Le Conseil d'Etat désavoue une décision du Codeco: les salles de théâtre peuvent rouvrir dès à présent

Un recours avait été introduit devant le Conseil d'Etat. Ce dernier a tranché.

La Rédaction (avec Belga)

Après les décisions prises par le Codeco et la fermeture du secteur culturel, de nombreuses voix s'étaient élevées. Un recours devant la Conseil d'Etat avait ainsi été introduit par le producteur Mathieu Pinte, qui demandait la suspension de l’arrêté royal ordonnant la fermeture des salles de théâtre (entre autres).

En effet, ce dernier, membre de Sgaranelle Production, avait prévu de jouer la revue "Demain, c'était Mieux. Non peut-être" ces 28, 29 et 30 décembre au centre culturel d'Auderghem. Le requérant contestait l'obligation de fermeture imposée au secteur culturel lors du Codeco du 22 décembre, arguant que la mesure ne figurait pas dans les recommandations rendues la veille par le groupe d'experts GEMS. Pour lui, il s'agissait dès lors d'un excès de pouvoir et d'une mesure non-proportionnelle, ainsi qu'une atteinte au droit au travail ainsi qu'à l'accès à la culture. Une mesure d'autant plus dure à avaler qu'elle n'était pas dépourvue non plus de conséquences financières, la majorité des représentations prévues se jouant à guichets fermés.

Lors d'une audience tenue ce mardi, le Conseil d'Etat lui a donné raison. Les salles de théâtre peuvent donc rouvrir dès à présent.

Maintien des autres actions en justice

À la suite de la suspension des fermetures des lieux culturels obtenue mardi devant le Conseil d'État, les deux autres actions judiciaires des acteurs culturels sont maintenues.

Un recours en suspension en extrême urgence devant le Conseil d'État a en effet été introduit lundi vers 20h00 par une dizaine d'associations dont la Ligue des Droits Humains (LDH) et la FEAS, la Fédération des Employeurs des Arts de la Scène. L'affaire sera plaidée vendredi matin. "Notre action est plus large, concerne aussi bien les cinémas et salles de concert et attaque plusieurs dispositions de l'arrêté royal", motive Olivia Venet, présidente de la LDH. "On veut lever toute ambiguïté. (...) S'il y a suspension et que le gouvernement reprend des décisions similaires, ce serait à mon sens une violation de l'État de droit et je serais alors inquiète de l'état de la démocratie et de la séparation des pouvoirs en Belgique."

Il y a encore une citation en référé devant le tribunal de première instance de Bruxelles. L'audience d'introduction aura lieu lundi.

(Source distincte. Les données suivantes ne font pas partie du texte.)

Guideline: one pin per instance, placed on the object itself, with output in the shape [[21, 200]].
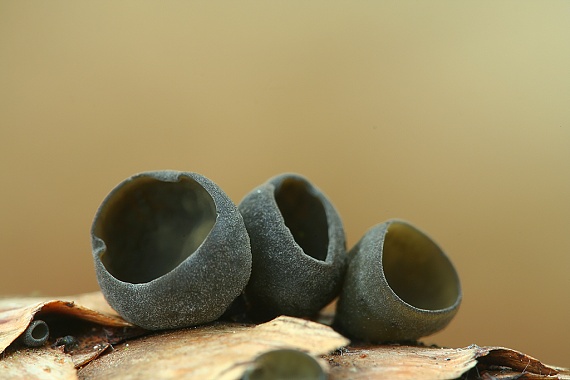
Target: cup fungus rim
[[457, 282], [272, 185], [170, 176]]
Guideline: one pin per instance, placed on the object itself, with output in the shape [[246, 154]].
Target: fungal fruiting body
[[399, 286], [298, 248], [170, 250]]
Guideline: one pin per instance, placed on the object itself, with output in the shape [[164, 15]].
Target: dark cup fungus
[[170, 250], [399, 286], [298, 248], [36, 334], [285, 364]]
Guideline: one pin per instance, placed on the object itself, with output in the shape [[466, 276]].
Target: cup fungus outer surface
[[399, 286], [298, 248], [170, 250]]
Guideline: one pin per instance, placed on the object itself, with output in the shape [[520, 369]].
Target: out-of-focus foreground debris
[[89, 340]]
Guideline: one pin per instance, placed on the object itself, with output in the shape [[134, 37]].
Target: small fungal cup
[[399, 286]]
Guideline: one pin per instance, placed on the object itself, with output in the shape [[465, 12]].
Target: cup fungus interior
[[150, 226], [417, 270], [305, 216]]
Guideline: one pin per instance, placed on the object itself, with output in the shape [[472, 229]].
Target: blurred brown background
[[454, 116]]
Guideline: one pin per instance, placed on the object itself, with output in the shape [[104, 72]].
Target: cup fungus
[[285, 364], [298, 248], [399, 286], [170, 250], [36, 334]]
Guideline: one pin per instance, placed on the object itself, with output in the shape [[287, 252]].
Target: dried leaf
[[224, 350], [42, 363], [414, 362], [218, 351]]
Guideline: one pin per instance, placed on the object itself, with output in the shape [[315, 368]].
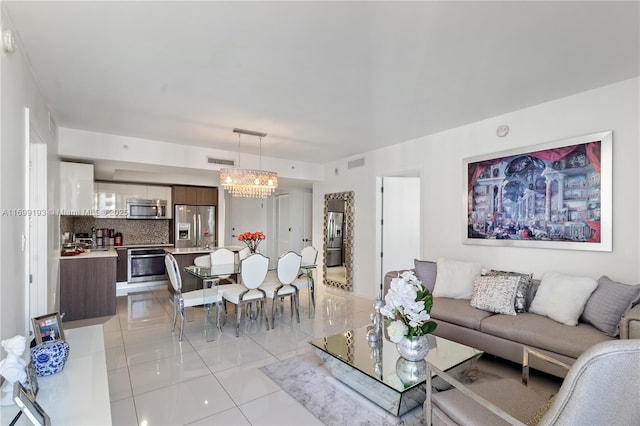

Les requérants sont ici la Société des auteurs et compositeurs dramatiques (SACD), l'union des artistes Pro Spere, l'Union des producteurs de films francophones ainsi que les sociétés de production de films Daylight, Anga Productions, Stenola Productions, Scope Pictures et Purple Whale Films.

"La question reste de savoir si un cinéma est bien considéré ici comme un lieu culturel", commente Me Jacques Englebert. "On pense que oui, mais cela prête à controverse et donc mes clients poursuivent pour l'instant leur procédure. Si une discrimination a été établie par le Conseil d'État pour les théâtres, elle existe également pour les cinémas et il serait encore plus discriminatoire pour les cinémas de continuer à les interdire si les théâtres sont autorisés." Dans l'éventualité où les associations autour de la LDH obtiennent du Conseil d'État une suspension large de l'article, "on constatera que l'action n'a plus d'objet puisque qu'on demande la non-application d'un arrêté entretemps suspendu, mais on n'y est pas encore."

Les acteurs culturels avaient décidé d'aller devant le tribunal de première instance de Bruxelles, car les recours en suspension visant les arrêtés royaux sur les restrictions sanitaires étaient majoritairement rejetés par le Conseil d'État. "Je crois que c'est le deuxième arrêt en presque deux ans où le Conseil d'État accepte la demande et cela montre bien à quel point la mesure est illégale et discriminatoire", estime encore Me Englebert. "Le ministre de la Santé publique Frank Vandenbroucke a dit ce matin (lors de sa rencontre avec des représentants du secteur culturel, NDLR.) qu'il ne changerait rien, mais on verra bien ce que le gouvernement va dire à la suite de cet arrêt du Conseil d'État".